Last year I cleaned and replaced the GPs. I replaced them still no go. All contacts were cleaned. I don't remember cleaning the contact at the key. I may or may not have got into the GP hole and poked around to break the carbon build up, I think I would have.
The addition of an electric thumper switch sounds like a way to go.
I could check with a jumper and alligator clips but removing the clips also would remove finger prints. [from the fingers]
We have been very busy or would have already applied the fix greg mentioned.
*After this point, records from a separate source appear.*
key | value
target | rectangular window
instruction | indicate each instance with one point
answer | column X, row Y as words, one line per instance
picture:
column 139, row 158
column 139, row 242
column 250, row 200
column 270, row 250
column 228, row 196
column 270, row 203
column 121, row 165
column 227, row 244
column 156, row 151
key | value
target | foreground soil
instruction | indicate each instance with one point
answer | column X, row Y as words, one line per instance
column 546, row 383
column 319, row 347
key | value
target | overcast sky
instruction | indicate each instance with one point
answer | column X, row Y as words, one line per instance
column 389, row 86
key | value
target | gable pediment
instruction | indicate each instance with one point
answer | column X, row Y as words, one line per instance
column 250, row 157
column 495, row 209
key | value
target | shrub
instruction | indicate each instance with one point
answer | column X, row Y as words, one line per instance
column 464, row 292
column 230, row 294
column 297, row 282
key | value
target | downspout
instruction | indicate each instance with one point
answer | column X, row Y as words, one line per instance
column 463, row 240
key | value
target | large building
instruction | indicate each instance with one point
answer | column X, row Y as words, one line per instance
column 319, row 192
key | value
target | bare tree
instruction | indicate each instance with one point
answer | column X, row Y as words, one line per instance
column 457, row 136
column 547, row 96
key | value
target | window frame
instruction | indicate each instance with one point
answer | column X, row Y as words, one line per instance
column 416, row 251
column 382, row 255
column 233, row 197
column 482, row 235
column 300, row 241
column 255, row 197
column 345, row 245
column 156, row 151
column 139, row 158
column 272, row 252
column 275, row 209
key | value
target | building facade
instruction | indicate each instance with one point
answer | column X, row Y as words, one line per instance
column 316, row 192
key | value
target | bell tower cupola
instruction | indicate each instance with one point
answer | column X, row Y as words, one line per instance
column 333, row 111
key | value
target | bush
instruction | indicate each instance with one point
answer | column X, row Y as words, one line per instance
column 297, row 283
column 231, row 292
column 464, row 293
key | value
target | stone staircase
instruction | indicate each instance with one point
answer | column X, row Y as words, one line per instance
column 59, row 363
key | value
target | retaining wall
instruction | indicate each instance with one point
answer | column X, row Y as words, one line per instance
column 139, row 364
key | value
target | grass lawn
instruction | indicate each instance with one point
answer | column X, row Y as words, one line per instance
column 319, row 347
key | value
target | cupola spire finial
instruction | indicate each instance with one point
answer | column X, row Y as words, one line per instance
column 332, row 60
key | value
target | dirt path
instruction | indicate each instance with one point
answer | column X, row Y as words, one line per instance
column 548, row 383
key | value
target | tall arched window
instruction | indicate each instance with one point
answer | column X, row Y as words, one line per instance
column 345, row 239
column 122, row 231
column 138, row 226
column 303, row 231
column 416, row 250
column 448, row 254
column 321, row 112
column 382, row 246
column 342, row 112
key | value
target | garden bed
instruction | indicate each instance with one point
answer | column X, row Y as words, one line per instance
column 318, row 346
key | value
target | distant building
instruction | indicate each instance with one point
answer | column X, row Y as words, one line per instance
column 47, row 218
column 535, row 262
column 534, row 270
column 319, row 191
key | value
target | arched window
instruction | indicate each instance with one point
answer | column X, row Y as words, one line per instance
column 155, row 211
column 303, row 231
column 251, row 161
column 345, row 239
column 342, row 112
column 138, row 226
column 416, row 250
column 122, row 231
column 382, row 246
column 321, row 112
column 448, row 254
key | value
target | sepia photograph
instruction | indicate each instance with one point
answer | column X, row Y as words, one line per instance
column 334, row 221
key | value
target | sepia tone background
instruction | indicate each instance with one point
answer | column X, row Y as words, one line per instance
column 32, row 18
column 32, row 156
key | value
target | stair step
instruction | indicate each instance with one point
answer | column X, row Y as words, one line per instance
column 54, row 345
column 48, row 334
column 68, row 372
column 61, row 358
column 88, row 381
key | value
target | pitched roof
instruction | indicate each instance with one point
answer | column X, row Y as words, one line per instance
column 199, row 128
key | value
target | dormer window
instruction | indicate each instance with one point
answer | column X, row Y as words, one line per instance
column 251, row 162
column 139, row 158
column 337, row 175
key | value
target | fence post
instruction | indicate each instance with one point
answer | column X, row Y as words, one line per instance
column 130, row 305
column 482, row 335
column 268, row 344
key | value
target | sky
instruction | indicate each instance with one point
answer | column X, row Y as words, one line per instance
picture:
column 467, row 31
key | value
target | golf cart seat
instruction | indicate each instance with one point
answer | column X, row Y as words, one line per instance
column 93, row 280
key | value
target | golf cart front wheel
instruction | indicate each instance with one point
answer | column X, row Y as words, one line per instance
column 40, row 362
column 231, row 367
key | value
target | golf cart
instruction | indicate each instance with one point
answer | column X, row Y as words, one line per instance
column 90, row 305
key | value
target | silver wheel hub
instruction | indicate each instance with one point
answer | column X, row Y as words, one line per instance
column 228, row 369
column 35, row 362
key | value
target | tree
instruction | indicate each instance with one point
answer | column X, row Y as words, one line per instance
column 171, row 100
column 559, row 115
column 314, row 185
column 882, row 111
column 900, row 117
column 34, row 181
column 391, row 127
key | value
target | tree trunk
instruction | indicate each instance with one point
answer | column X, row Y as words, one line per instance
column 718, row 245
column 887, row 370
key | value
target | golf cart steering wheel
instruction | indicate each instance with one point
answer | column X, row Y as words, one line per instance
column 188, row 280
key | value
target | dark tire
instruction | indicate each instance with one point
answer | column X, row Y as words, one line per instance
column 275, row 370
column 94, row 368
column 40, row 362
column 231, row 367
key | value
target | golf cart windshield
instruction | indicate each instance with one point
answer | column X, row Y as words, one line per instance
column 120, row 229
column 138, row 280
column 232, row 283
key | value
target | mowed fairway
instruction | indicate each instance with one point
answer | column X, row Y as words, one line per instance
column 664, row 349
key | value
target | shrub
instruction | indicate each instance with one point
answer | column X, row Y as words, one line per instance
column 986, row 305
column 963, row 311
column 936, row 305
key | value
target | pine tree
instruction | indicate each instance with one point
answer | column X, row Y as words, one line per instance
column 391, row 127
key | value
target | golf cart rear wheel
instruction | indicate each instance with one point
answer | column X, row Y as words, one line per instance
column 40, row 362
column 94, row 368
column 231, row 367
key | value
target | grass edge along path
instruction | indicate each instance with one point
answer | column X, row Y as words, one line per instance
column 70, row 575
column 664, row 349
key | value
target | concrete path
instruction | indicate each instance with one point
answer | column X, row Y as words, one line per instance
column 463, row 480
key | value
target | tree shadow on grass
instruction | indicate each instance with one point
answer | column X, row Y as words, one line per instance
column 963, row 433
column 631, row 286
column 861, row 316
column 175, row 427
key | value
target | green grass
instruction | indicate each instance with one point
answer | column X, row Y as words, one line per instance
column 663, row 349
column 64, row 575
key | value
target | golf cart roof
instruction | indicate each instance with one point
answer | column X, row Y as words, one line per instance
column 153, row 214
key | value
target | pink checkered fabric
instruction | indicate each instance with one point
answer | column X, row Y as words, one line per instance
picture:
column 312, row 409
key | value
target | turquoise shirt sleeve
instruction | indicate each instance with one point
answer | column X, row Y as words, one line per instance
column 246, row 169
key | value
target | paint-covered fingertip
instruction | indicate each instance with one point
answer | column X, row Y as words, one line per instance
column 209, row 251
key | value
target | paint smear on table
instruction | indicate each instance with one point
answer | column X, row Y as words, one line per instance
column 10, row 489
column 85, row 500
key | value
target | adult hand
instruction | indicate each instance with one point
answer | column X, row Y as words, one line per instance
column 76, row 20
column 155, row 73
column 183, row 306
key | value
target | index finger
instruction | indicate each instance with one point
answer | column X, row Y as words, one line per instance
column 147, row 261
I do appreciate the thinking and pulling on the subject, it made for some good reading.
 
   / Glow pllug wiring
  • Thread Starter
#26  
Greg, if you're still around, guess what, I bought a relay today. Little over 8 years have passed. I'll try to get back here more often.

Richard
 
   / Glow pllug wiring #27  
Greg, if you're still around, guess what, I bought a relay today. Little over 8 years have passed. I'll try to get back here more often.

Richard

Haven't noticed Greg around for awhile. Hope he's ok.
 
   / Glow pllug wiring #29  
Yep been about 7 months since his last show on here
 
   / Glow pllug wiring
  • Thread Starter
#30  
I installed that relay, it's still cold enough to see it work.

I noticed Greg hadn't been around when I came by last. God willing there's no problem.

Zonta, Might get some rain Wednesday and Thursday.